LE CARNET DE MAITRE CORMORAN
(Nous reproduisons en entier le carnet de Me Cormoran, en y intercalant des notes succinctes rappelant les événements du dehors qui engendraient ou suivaient la tragédie, alors ignorée, du dedans.)
… Mardi 14 juin 19… — Je suis Cormoran, huissier, et ce qu’on va lire est la relation fidèle de tout ce qui nous est arrivé dans les domaines de l’Homme sauvage, depuis hier, 13 juin, que nous y sommes entrés.
Je me livre à ce travail pour me distraire un peu des horreurs de ma situation et surtout afin que nul n’en ignore et que la terre entière sache — si ce manuscrit ne s’ensevelit pas avec moi dans quelque catastrophe — quelle destinée fut la nôtre en ces lieux.
Et je commence par déclarer que mon espoir le plus cher est que la nation se lève sans attendre pour nous délivrer, si l’on nous retrouve vivants, et pour nous venger si le cours de nos carrières est interrompu par un trépas funeste et prématuré.

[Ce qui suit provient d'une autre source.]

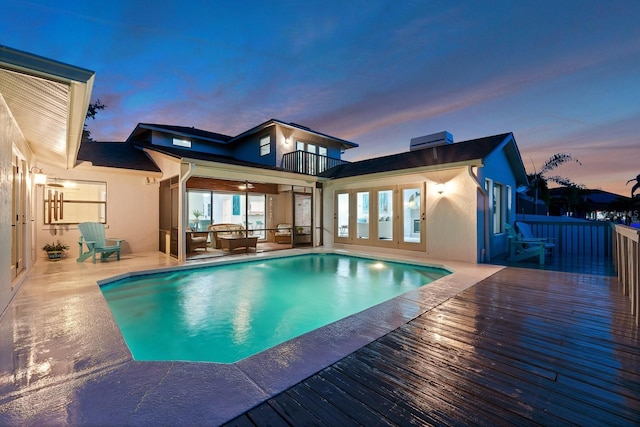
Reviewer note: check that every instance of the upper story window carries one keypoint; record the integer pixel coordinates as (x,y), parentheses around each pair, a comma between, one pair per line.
(182,142)
(265,145)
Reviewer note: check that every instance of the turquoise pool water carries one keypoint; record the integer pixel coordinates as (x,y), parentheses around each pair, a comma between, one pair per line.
(228,312)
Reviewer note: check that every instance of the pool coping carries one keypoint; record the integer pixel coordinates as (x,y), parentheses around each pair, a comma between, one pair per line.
(119,390)
(274,370)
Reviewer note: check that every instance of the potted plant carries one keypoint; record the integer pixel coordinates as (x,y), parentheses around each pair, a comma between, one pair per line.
(55,250)
(197,214)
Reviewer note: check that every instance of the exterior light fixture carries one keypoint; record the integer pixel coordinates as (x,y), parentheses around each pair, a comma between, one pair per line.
(39,178)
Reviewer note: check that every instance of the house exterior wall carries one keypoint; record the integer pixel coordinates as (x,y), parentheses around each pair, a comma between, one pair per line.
(450,220)
(498,169)
(248,148)
(132,210)
(164,139)
(11,143)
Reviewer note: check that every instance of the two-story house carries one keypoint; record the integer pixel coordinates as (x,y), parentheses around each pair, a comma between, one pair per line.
(440,199)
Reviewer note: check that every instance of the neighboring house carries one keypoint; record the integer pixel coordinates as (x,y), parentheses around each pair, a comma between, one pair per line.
(440,199)
(591,204)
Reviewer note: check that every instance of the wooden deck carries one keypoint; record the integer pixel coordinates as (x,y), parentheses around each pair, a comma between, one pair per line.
(523,347)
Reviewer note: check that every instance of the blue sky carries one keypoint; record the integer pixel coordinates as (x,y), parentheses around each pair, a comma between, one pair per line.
(563,76)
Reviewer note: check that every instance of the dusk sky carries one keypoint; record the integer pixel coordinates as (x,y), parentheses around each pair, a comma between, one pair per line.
(563,76)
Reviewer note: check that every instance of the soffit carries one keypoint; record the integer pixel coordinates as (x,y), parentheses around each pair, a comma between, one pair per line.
(40,107)
(49,101)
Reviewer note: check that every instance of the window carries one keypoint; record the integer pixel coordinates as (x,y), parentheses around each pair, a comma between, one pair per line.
(182,142)
(363,215)
(343,215)
(265,145)
(73,202)
(498,208)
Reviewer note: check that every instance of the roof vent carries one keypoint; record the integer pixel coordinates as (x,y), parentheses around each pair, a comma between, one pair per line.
(433,140)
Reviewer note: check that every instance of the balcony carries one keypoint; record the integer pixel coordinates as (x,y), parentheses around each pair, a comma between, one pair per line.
(309,163)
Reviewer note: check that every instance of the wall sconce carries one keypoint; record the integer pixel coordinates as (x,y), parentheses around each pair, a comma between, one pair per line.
(39,178)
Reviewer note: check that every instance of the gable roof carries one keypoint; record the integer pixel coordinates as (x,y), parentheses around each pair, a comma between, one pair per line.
(120,155)
(344,143)
(471,152)
(183,131)
(184,153)
(49,101)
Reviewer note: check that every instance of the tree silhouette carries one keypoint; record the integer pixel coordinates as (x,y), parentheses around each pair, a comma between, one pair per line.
(636,186)
(92,111)
(538,181)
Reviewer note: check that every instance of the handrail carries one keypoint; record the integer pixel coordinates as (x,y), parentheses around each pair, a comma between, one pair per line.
(626,259)
(309,163)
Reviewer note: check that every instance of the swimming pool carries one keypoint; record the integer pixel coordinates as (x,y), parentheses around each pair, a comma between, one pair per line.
(225,313)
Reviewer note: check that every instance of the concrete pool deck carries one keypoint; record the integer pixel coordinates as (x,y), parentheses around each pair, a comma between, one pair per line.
(63,360)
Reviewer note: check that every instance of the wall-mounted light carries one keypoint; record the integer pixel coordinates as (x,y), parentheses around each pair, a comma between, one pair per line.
(39,178)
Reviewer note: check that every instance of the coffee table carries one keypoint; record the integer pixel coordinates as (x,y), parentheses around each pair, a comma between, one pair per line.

Que l’on ne s’attache point à la forme littéraire, peut-être insuffisante, de ces vagues notes jetées entre les spasmes d’une agonie mentale, sur un papier hasardeux. Que l’on sache seulement que j’écris, étant, sauf les bras, totalement ficelé et suspendu, par la boucle de mon pantalon et un crochet à suspension, au plafond d’une forêt vierge, si je puis dire. J’ai mon carnet dans ma main gauche et mon crayon dans ma main droite. Le reste de mon corps n’existe plus en tant qu’homme libre. L’on conçoit que cette position n’est pas favorable aux travaux intellectuels. En plus les horreurs auxquelles j’ai assisté et les tourments que m’inflige un boa constrictor, sans parler des affreux périls qui nous menacent constamment par le fait même de notre situation, m’ont fait à demi perdre la raison…
Mais je reprends mon récit au moment de notre entrée dans cet appartement funeste.
L’on sait à la suite de quels faits nous nous trouvâmes réunis, moi et mes compagnons d’infortune (car aucun de nous n’a échappé, sauf mon clerc Sidoine qui redescendit prétextant une indisposition subite que je crois mensongère) nous nous trouvâmes réunis, dis-je, le 13 juin 19… sur le palier du cinquième étage de la maison portant le numéro 3 du quai Bois-l’Encre. Nous devions, on le sait, pénétrer de gré ou de force dans l’appartement du soi-disant sieur Dubois chez qui, à la requête du sieur Méandre, chef de bureau, je devais opérer une saisie-arrêt. Nous étions huit — huit membres de la société, plus ou moins élevés sur l’échelle de la civilisation ; mais tous honorables. Parmi nous, brillaient M. le docteur Volière, vice-président du comité d’hygiène, et, plus haut que tous, le vénéré M. Truie, l’ancien ministre, le sénateur bien connu. Quand je songe que c’est sur des personnalités aussi marquantes, sur des hommes aussi profondément respectables, sur des personnages officiels que leur mission revêtait d’un lustre auguste, que l’attentat le plus monstrueux a eu lieu — a lieu encore — je me demande comment nos concitoyens pour nous délivrer n’ont pas déjà démoli cette maison pierre à pierre avec leurs ongles, et je douterais, oui, je douterais de la Providence, si ce n’était un blasphème… Mais revenons à notre récit.
L’on connaît certainement l’inutilité de mes coups à la porte maudite de cet appartement détesté, et combien furent vaines les sommations de M. le commissaire de police Églantine ainsi que les labeurs du serrurier Panaris. Ce n’est qu’après deux harangues éloquentes de M. le sénateur Truie que s’ouvrit l’un des battants, — satisfaction à nous donnée que nous attribuâmes à une soumission craintive alors qu’elle n’était que le fait de la plus atroce des perfidies.